Sudhir Pathak's Bio:
Dr. Sudhir Pathak's research involves the development and
designing of computational and mathematical models for use
in diffusion MRI reconstruction, as well as the development
of anisotropic metrics derived from diffusion models and
their application in fiber tractography for use in
biological tissue and textile phantoms. He is part of a
project that uses a textile-based hollow fiber phantom to
validate diffusion models. We are using different
specialized textiles to mimic axonal features e.g. Axonal
diameter, packing density, and crossing angle to validate
micro-structural models. He has proposed a novel diffusion
metric that can relate to the number of axons. These
validation techniques and computational and mathematical
models are further used to identify TBI lesions and
understanding brain connectivity. He also proposed a new
reconstruction algorithm that can be used to parse the
geometrical information of both phantom and biological
tissues. It combines diffusion spectrum images with popular
constrained spherical deconvolution techniques to estimate
underlying fiber crossing.

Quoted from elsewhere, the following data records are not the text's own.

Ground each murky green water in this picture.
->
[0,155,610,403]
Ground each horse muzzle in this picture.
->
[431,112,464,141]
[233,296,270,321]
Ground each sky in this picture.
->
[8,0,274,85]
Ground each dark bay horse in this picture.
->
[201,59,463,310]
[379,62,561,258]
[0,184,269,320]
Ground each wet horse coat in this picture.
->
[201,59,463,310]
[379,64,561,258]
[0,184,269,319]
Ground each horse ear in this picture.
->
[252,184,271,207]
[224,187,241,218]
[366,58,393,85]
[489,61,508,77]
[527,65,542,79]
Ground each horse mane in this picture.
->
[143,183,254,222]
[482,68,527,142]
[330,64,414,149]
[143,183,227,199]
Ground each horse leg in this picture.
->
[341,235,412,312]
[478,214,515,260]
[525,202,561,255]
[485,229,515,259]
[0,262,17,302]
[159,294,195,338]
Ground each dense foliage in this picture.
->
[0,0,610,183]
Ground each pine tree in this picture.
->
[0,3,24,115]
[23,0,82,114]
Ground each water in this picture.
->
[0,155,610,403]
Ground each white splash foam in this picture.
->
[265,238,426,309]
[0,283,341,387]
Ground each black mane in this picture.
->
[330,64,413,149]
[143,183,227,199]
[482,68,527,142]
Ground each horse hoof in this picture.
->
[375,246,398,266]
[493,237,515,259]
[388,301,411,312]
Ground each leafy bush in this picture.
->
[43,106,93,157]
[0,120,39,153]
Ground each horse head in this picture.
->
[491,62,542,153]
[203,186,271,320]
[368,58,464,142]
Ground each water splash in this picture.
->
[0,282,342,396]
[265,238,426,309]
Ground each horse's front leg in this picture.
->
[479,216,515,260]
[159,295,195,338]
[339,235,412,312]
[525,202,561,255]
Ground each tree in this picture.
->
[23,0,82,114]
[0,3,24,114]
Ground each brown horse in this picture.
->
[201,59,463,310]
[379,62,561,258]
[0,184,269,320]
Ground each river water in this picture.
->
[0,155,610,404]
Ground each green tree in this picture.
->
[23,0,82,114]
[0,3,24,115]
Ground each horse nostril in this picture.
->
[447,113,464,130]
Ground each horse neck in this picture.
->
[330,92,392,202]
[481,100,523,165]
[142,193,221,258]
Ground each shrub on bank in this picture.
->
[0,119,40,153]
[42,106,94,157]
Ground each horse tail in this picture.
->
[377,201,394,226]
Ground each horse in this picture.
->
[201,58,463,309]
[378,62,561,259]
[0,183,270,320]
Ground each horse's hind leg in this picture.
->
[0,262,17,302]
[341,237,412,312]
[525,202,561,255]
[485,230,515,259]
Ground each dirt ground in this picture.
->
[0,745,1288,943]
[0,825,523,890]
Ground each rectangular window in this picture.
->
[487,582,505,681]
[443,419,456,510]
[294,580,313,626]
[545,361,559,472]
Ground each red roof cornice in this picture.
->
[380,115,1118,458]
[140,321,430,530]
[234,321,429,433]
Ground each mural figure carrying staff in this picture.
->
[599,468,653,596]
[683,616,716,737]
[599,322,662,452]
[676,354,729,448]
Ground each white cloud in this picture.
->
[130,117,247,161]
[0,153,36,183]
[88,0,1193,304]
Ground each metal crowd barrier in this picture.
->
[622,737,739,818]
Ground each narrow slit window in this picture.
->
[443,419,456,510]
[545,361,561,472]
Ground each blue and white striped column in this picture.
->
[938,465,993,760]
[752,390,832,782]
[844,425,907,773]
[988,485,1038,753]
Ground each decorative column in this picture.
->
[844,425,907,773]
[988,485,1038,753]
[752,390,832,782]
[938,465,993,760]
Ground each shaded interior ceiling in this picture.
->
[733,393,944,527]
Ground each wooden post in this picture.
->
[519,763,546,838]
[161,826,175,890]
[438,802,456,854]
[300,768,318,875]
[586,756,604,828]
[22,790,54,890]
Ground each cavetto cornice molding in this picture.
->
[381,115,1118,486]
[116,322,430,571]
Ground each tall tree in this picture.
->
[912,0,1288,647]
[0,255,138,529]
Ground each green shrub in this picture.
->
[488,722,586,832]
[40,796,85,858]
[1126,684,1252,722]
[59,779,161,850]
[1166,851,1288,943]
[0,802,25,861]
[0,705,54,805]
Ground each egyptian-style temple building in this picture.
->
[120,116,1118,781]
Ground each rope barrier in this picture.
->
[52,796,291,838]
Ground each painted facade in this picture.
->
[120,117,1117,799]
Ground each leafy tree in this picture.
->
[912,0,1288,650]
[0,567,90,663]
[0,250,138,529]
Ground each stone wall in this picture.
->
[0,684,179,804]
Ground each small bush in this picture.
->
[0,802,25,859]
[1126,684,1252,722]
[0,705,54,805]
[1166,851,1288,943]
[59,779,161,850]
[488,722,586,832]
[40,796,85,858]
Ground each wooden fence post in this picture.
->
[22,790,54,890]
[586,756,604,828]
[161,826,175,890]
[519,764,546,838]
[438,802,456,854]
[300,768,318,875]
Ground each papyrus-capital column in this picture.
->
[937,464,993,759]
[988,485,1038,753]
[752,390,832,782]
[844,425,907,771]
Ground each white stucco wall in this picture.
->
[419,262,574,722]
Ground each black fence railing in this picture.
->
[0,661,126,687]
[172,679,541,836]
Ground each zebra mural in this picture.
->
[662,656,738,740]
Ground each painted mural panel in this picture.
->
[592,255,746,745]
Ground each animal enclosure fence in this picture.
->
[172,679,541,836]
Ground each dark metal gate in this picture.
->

This method can further be used
for the segmentation of multi-tissue compartments. At the
University of Pittsburgh, he is a the computational and
mathematical lead in the development and designing of the
High Definition Fiber Tracking (HDFT) pipeline. HDFT is used
on a daily basis in TBI and other Neuro-surgical projects at
the University of Pittsburgh. He is also adding the metrics
described above into the HDFT pipeline to further improve
the identification of lesions in patient populations with
Huntington's disease and Amyotrophic lateral sclerosis. He
is also part of an NIH funded grant related to Aphasia.